Langevin dynamics connects probability theory and optimization through its formulation as a gradient flow in the Wasserstein-2 space. The time evolution of the Fokker-Planck equation\cite{jordan_variational_1998} can be characterized as a gradient flow in the wasserstein space $\mathcal{P}(\mathbb{R}^{n})$, minimizing relative entropy $KL(p_t || \pi)$ defined as: $$ \frac{\partial p_t}{\partial t} = - \nabla (p_t F) + \Delta (p_t) $$

where $p_t$ is the probability density at time $t$ and $F = - \nabla f$ represents drift and $\Delta(p_t)$ is the diffusion term.

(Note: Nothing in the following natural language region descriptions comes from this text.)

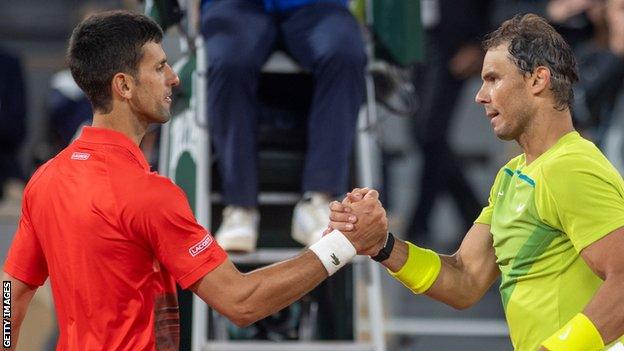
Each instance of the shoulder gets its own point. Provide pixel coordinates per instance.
(580, 157)
(150, 190)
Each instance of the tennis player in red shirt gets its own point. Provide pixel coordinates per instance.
(114, 237)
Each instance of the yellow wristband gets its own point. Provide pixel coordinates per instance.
(420, 270)
(579, 334)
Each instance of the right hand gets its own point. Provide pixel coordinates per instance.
(559, 11)
(362, 219)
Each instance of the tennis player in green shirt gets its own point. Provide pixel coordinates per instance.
(554, 226)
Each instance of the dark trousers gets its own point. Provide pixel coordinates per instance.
(324, 39)
(442, 171)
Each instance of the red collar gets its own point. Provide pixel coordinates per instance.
(113, 137)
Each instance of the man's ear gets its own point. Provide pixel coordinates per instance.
(540, 80)
(123, 85)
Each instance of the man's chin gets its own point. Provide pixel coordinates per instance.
(502, 135)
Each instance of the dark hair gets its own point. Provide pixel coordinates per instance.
(104, 45)
(533, 43)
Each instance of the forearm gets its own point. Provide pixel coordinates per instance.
(20, 295)
(463, 277)
(450, 285)
(272, 288)
(606, 310)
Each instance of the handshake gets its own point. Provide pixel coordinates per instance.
(362, 220)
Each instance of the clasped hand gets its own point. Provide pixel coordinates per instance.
(362, 219)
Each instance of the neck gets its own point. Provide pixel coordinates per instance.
(123, 121)
(544, 131)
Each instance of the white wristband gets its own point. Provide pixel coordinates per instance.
(334, 250)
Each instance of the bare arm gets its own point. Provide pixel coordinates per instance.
(606, 309)
(245, 298)
(464, 277)
(20, 294)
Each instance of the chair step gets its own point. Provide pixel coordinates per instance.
(287, 346)
(266, 198)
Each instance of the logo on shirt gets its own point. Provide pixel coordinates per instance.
(335, 259)
(201, 246)
(80, 156)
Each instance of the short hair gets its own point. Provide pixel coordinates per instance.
(533, 43)
(105, 44)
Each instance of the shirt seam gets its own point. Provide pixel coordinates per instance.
(200, 265)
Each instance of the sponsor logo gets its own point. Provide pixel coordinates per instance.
(80, 156)
(617, 347)
(201, 246)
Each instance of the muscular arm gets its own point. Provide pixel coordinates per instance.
(466, 275)
(21, 294)
(245, 298)
(606, 309)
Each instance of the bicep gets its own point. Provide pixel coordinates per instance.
(21, 293)
(604, 256)
(476, 258)
(222, 288)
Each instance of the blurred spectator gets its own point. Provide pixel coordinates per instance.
(571, 18)
(12, 120)
(453, 32)
(68, 109)
(324, 38)
(601, 66)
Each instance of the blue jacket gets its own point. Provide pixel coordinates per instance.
(285, 5)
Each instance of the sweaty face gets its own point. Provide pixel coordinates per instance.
(504, 95)
(155, 80)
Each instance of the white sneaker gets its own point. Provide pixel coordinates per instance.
(310, 218)
(239, 229)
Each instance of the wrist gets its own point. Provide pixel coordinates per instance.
(386, 250)
(334, 251)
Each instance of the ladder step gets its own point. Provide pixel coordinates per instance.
(268, 256)
(266, 198)
(287, 346)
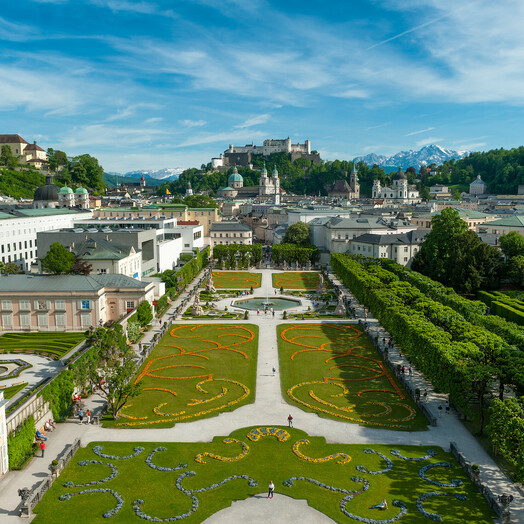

Now, the relative entropy decreases over time due to entropy dissipation, given by: $$ \frac{d}{d t} \mathrm{KL}\left(p_t | \pi\right)=-\int \frac{\left|\nabla p_t(x)\right|^2}{p_t(x)} d x $$

Gradient flow in the Wasserstein metric $W_2$ can be expressed by the functional inequality: $$ H_v(p)=\frac{1}{2 p} \int \frac{|\nabla p(x)|^2}{p(x)} d x, $$ where $H_2(p)$ represents Fisher information relative to the target measure $v$. This structure forms the basis for interpreting Langevin dynamics as the steepest descent flow in $\mathcal{P}\left(\mathbf{R}^n\right)$ towards $\pi$.